Axel lo metteva in soggezione per il solo fatto di essere immensamente innocuo.

Era troppo innocuo.

Talmente innocuo da buttare fuori dal suo armadio dozzine di scheletri ondeggianti, talmente innocuo da accarezzarli, sussurrando loro di non temere, di continuare a danzare sotto quella neve bollente che bagnava le loro ossa.

Ed era quasi piacevole la percezione che nessuno dei due fosse fuori da uno stato di stallo.

E gli scheletri non lo spaventavano più, erano belli, con le ossa chiare e le dita sottili. A Francesco piacevano, lo guardavano attraverso paia di orbite vuote, surreali nel buio che nascondevano. Gli sembrava di avere una piccola orbita proprio lì, nel mezzo della mano destra, la stessa mano che stava strofinando sui pantaloni, nel tentativo di staccare un po' di quella coltre di sudore. Quel piccolo foro era perfetto, splendido per essere colmato da un'anima troppo sottile per poter vagare sul vento e troppo grande per essere contenuta in un solo corpo.

Era passato solo un attimo, eppure i muri erano giunti a premergli contro la pelle.

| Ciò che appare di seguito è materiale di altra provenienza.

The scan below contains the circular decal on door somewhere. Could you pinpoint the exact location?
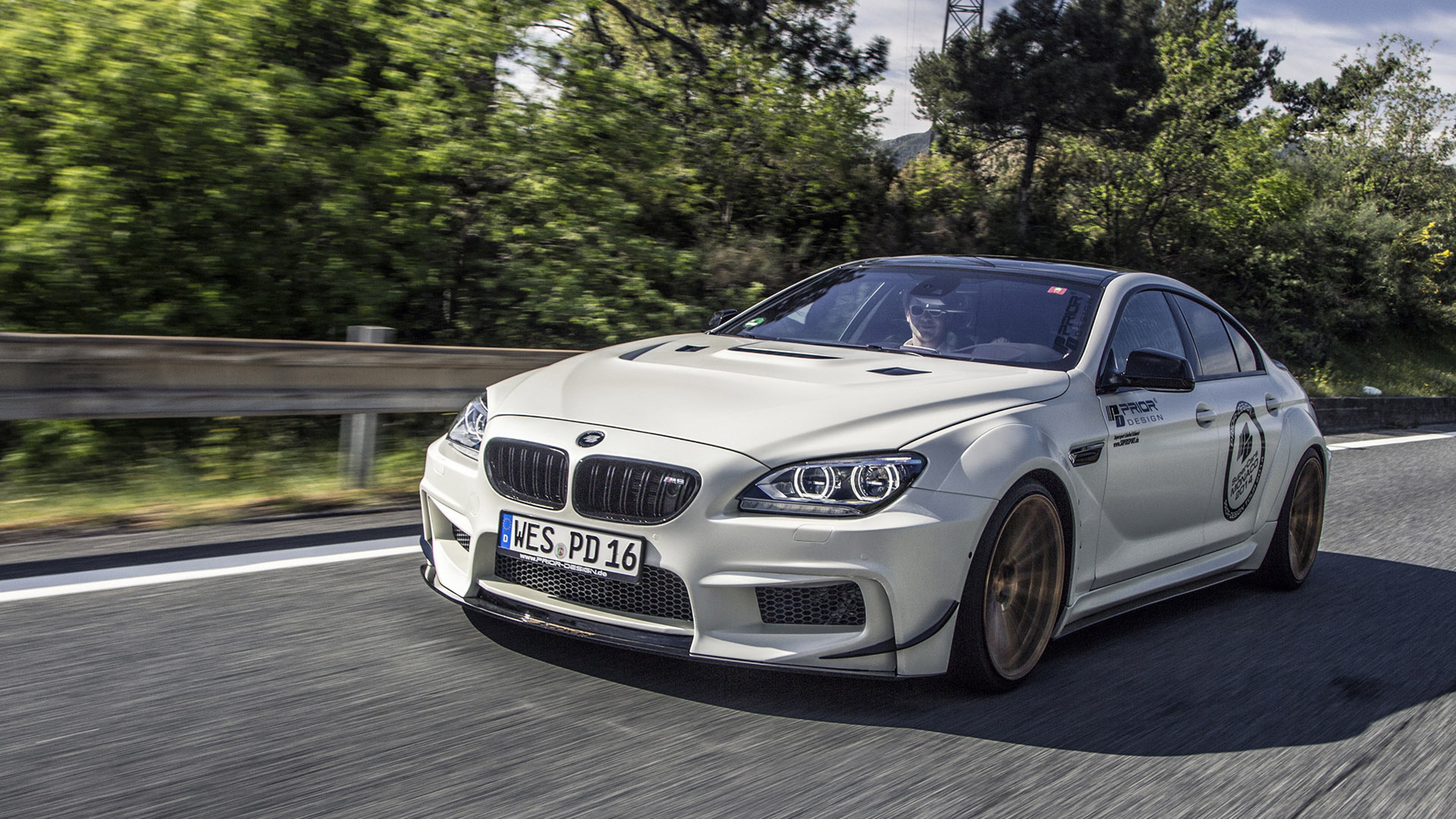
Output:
[1223,401,1264,520]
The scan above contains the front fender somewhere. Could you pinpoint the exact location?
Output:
[935,423,1070,498]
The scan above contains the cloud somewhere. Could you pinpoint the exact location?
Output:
[1243,12,1456,92]
[852,0,1456,137]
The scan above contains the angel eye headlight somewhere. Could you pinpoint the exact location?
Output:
[446,394,489,458]
[738,452,924,516]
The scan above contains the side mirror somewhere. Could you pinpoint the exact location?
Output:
[703,311,741,329]
[1105,347,1192,392]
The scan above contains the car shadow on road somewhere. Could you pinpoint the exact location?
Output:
[463,552,1456,756]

E respinse quell'istante in cui aveva pensato a quanto sarebbe stato splendido accarezzargli le dita, facendo risalire per le falangi una di quelle piccole scie di luce che aveva visto la prima sera in cui avevano parlato per davvero. Si sentiva come uno sfibrato filo cerato privo di ganci, e si sarebbe appoggiato a qualsiasi cosa pur di non scivolare nella pozza densa in cui si era sciolto.

Ti prego, pensò dimmi che, un po', tutto questo fa paura anche a te.

Ti prego, dimmi che tutta questa neve entra anche nella tua orbita vuota.

Ti prego, dimmi che ti piace sentirla bruciare.

<Chi sono?> Axel agitava una mano inquieta su un bottone della camicia, mentre accennava ai due gemelli che percorrevano il corridoio, alla ricerca di un cibo che li allettasse. Francesco si chiese se Axel indossasse mai qualcosa di diverso da camicie troppo grandi per lui. Non ci provava nemmeno ad apparire carino, probabilmente la mattina evitava anche di incontrare la sua immagine nello specchio, eppure sembrava stare una spanna sopra a chiunque altro.

<Bambini.>

<Fin qui c'ero arrivato.>

Fu in quell'istante che Francesco si accorse della mancanza di Lukas, ma ciò non sembrò interessargli. Gli occhi di Axel si erano assottigliati sotto la pressione degli zigomi, e in quel momento il resto avrebbe potuto attendere. Le iridi sembravano cumuli di nuvole che si sovrapponevano al cielo, cinte di nubi temporalesche che portavano il bel tempo. Axel non aveva ancora smesso di sorridergli. E gli occhi di Francesco non erano tanto interessanti quanto i suoi.